В день, когда он узнал это, его, озлобленного на судьбу, столкнуло на улице со Стукаловой. Она обрадовалась ему, и он вцепился в этот шанс. Он должен был ее трахнуть, должен! Речь шла уже не о любви: Савельев вышел на тропу мести.
Но и мести не получилось: едва он включил интимный регистр, как непроницаемая стена встала перед ним. Отвратительнее же всего было то, что Стукалова, кажется, обо всем догадалась.
— Я люблю другого, — сказала она, беспощадно глядя ему в глаза.

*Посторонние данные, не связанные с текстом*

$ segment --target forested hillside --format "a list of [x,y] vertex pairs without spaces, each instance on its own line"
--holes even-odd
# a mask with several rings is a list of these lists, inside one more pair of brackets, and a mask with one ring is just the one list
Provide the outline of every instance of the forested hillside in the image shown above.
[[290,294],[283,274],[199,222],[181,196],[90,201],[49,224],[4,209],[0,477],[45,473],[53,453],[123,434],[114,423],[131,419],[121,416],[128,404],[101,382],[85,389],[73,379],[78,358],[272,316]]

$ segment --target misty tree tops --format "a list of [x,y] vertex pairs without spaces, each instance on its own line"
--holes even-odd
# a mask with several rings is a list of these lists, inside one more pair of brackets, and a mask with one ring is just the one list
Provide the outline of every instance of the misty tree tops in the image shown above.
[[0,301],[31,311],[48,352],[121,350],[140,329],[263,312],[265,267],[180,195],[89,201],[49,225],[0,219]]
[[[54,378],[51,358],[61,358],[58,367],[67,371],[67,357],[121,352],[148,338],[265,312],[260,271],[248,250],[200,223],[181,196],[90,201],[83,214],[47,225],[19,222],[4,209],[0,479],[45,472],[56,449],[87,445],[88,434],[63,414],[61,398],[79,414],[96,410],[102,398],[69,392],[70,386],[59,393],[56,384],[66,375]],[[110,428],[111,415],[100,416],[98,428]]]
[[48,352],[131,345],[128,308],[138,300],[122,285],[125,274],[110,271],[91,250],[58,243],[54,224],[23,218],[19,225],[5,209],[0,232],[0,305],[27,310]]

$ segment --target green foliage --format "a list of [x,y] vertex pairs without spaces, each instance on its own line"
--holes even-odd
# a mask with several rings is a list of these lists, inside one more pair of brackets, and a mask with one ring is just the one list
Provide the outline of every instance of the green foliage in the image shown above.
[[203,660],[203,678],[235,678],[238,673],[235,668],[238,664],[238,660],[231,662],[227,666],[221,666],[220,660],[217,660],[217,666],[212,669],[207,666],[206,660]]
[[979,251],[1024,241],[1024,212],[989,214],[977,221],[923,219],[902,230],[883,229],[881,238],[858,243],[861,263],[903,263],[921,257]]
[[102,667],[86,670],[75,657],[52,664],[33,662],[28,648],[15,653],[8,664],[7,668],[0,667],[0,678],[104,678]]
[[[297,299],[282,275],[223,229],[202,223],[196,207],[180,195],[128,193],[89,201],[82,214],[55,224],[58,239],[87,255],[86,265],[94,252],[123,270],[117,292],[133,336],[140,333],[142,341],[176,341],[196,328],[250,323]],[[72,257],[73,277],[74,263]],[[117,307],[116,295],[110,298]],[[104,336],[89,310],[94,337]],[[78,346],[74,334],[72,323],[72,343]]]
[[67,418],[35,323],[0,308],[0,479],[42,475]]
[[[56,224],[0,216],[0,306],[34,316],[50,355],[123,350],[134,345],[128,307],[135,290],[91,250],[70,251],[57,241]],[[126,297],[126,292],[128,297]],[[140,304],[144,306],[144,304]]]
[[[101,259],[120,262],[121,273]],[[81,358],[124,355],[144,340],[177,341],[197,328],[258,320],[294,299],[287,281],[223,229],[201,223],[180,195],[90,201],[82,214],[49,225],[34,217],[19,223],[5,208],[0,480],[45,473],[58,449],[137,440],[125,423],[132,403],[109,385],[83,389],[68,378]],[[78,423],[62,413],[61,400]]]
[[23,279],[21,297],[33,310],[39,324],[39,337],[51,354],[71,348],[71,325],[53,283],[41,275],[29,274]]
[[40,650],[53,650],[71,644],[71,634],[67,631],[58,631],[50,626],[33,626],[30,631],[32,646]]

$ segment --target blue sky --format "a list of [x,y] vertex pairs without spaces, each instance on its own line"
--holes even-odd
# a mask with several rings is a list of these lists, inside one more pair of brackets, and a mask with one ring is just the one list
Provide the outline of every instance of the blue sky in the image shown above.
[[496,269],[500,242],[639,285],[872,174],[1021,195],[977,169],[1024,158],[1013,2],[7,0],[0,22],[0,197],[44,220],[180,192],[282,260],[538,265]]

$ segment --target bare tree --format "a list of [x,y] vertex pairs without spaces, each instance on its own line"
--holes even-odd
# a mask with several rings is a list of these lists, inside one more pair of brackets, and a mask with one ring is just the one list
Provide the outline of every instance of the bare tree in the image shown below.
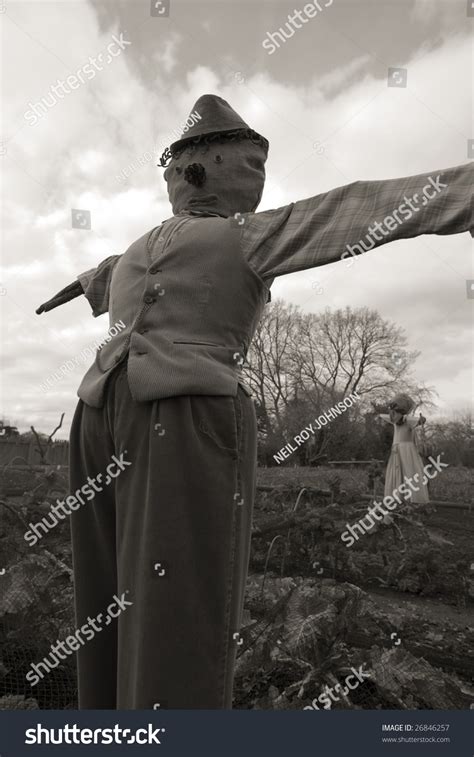
[[407,350],[403,330],[375,310],[310,313],[301,319],[295,364],[302,386],[335,398],[358,392],[371,397],[406,386],[418,357]]
[[281,427],[281,413],[294,391],[290,358],[298,322],[298,309],[276,300],[265,311],[249,350],[246,380],[269,426],[273,420]]

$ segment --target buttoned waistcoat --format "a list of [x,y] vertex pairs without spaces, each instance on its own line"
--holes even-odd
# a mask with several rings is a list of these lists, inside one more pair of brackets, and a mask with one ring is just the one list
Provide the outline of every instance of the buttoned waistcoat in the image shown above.
[[242,254],[235,219],[170,219],[114,262],[110,323],[125,328],[97,352],[79,397],[100,407],[110,372],[127,355],[137,401],[235,396],[269,296]]

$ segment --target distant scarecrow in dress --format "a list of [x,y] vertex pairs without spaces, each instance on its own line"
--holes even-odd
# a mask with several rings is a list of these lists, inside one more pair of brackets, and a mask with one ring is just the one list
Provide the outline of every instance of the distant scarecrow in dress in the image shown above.
[[426,418],[421,413],[419,418],[409,416],[414,404],[407,394],[397,394],[389,405],[389,413],[380,414],[380,418],[393,425],[384,496],[393,497],[395,492],[407,501],[426,504],[429,502],[428,479],[415,442],[415,429],[423,426]]

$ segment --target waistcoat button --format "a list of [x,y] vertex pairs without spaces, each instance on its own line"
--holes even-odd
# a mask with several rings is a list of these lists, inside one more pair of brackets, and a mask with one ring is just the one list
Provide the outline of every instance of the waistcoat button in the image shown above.
[[147,296],[144,298],[144,301],[146,302],[147,305],[151,305],[152,302],[155,302],[155,298],[150,297],[150,295],[147,294]]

Он ехал потом домой, ненавидя себя, Стукалову, жену с ее зубами… всех, вообще всех! Нет, он не был счастлив. Никогда не был. А Таня Мельцер — была. И улыбалась ему — через минуту после слов «я хотела тебя убить».
Савельев вздрогнул, вернувшись в настоящее: моря не было за ее спиной, все поглотила серая пелена.
— Ну хорошо, — глупо ответил Савельев на сообщение о чужом счастье. За окном снова хлестало струями ливня и мотало взад-вперед пальмы. — Ну и погодка у вас.
Он вдруг сообразил, что просидит тут бог знает сколько времени: деваться было некуда.
— В феврале всегда так, — ответила Таня.
— Давно ты тут? — спросил Савельев, и странное напряжение снова повисло между ними.
— С девяносто пятого.
Голос ее дрогнул. Все это почему-то имело отношение к его жизни, и Савельев двинулся наугад:
— Расскажи.
— Что? — вздрогнула женщина.
— Расскажи, — настойчиво повторил он.
Она пожала плечами:
— Уехала. С мужем.
— Я его знаю?
Она замолчала и отвела глаза, и в наступившем провале Савельев едва подавил паническую атаку. Бежать! В ливень, куда угодно, только подальше отсюда… Кто-то смотрел на него сверху, кто-то следил за ним.
Разговор вернулся в ту же тревожную точку. Женщина подыскивала слова, не решаясь произнести какое-то одно, главное, а в кармане, напоминая о савельевском рабстве, снова отвратительно квакал недодушенный айфон.
Почему он так старался понравиться «земе»? Савельев боялся думать об этом: чужая жесткая сила давно подчинила его душу…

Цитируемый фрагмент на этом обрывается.